Resilience today requires a unified view of enterprise risk, helping teams identify and address vulnerabilities before they become disruptions. Managed services play a crucial role in this approach, offering centralized visibility, real-time monitoring, and analytics — not only in cybersecurity but also in connected areas such as financial crime compliance, third-party risk, and overall enterprise risk management.
One strength of managed services is the consolidation of disparate approaches. For example, many chief information security officers struggle with such a complex patchwork of tools — including security information and event management (SIEM, internet of things (IoT) security, endpoint security, and others — that they spend more time trying to integrate these dashboards than actually harnessing the data for security insights.
Leading managed services providers, on the other hand, can integrate digital identity, application security, data security, threat intelligence, detection, and response into one source of cybersecurity truth.
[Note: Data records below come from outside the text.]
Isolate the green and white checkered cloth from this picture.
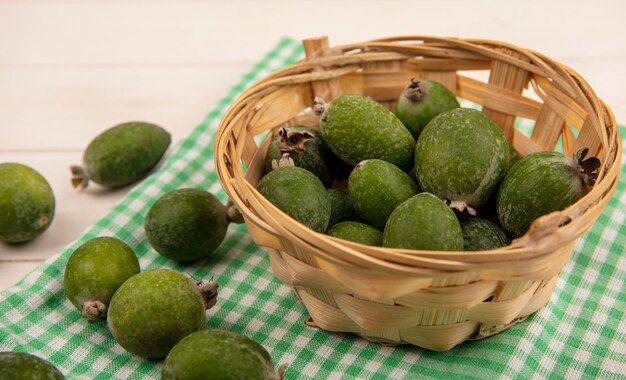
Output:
[0,39,626,379]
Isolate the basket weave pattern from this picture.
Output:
[215,36,621,351]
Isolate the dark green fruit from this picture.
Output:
[460,218,511,251]
[394,78,461,140]
[63,236,139,322]
[107,269,217,358]
[320,95,415,170]
[0,352,65,380]
[326,221,383,246]
[415,108,509,213]
[0,162,55,243]
[348,159,418,230]
[265,125,333,187]
[161,330,282,380]
[71,121,171,188]
[258,166,331,233]
[326,189,357,227]
[145,189,229,261]
[383,193,463,251]
[496,151,600,238]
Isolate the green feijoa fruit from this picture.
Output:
[145,189,229,261]
[70,121,171,188]
[496,151,600,238]
[265,125,333,187]
[394,78,461,140]
[316,95,415,170]
[161,330,283,380]
[326,221,383,247]
[0,352,65,380]
[460,217,511,251]
[383,193,463,251]
[63,236,139,322]
[0,162,55,243]
[258,166,331,233]
[348,159,418,230]
[107,269,217,358]
[326,189,357,227]
[415,108,509,213]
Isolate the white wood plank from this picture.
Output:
[0,261,41,290]
[0,152,132,265]
[0,0,626,65]
[0,65,249,152]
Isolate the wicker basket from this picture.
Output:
[215,36,621,351]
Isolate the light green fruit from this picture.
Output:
[258,166,331,233]
[71,121,171,188]
[383,193,463,251]
[460,218,511,251]
[326,221,383,246]
[496,152,599,238]
[145,189,229,261]
[394,79,460,140]
[0,352,65,380]
[348,159,418,230]
[320,95,415,170]
[161,330,281,380]
[63,237,139,322]
[107,269,217,358]
[415,108,509,210]
[0,162,55,243]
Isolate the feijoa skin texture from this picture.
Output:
[72,121,171,188]
[460,217,511,251]
[145,189,229,261]
[415,108,509,209]
[265,125,333,187]
[161,330,280,380]
[107,269,206,358]
[383,193,463,251]
[0,162,55,243]
[394,79,461,140]
[257,166,331,233]
[63,236,140,322]
[348,159,418,231]
[320,95,415,170]
[0,352,65,380]
[326,188,358,227]
[496,152,585,238]
[326,221,383,247]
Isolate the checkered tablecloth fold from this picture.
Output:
[0,39,626,379]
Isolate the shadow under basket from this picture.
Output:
[215,36,621,351]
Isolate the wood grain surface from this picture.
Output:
[0,0,626,289]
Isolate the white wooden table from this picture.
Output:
[0,0,626,290]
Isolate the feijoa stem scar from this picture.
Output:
[70,165,89,189]
[81,300,107,323]
[403,78,424,102]
[313,96,326,116]
[277,128,315,153]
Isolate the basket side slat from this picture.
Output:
[215,36,621,351]
[483,48,530,141]
[531,104,565,150]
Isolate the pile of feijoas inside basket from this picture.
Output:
[258,79,599,251]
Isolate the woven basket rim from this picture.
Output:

This way, teams can quickly see vulnerabilities, determine which pose the most significant risk, and take preemptive action. They can also demonstrate compliance with regulations and industry standards while simplifying the process of articulating their cyber posture to regulators.
It’s no wonder that, according to the KPMG and HFS Research Managed Services Outlook Survey, 73 percent of companies have implemented cybersecurity managed services for a business function or at scale across their organization. And 71 percent use managed services for over half of their cyber activities.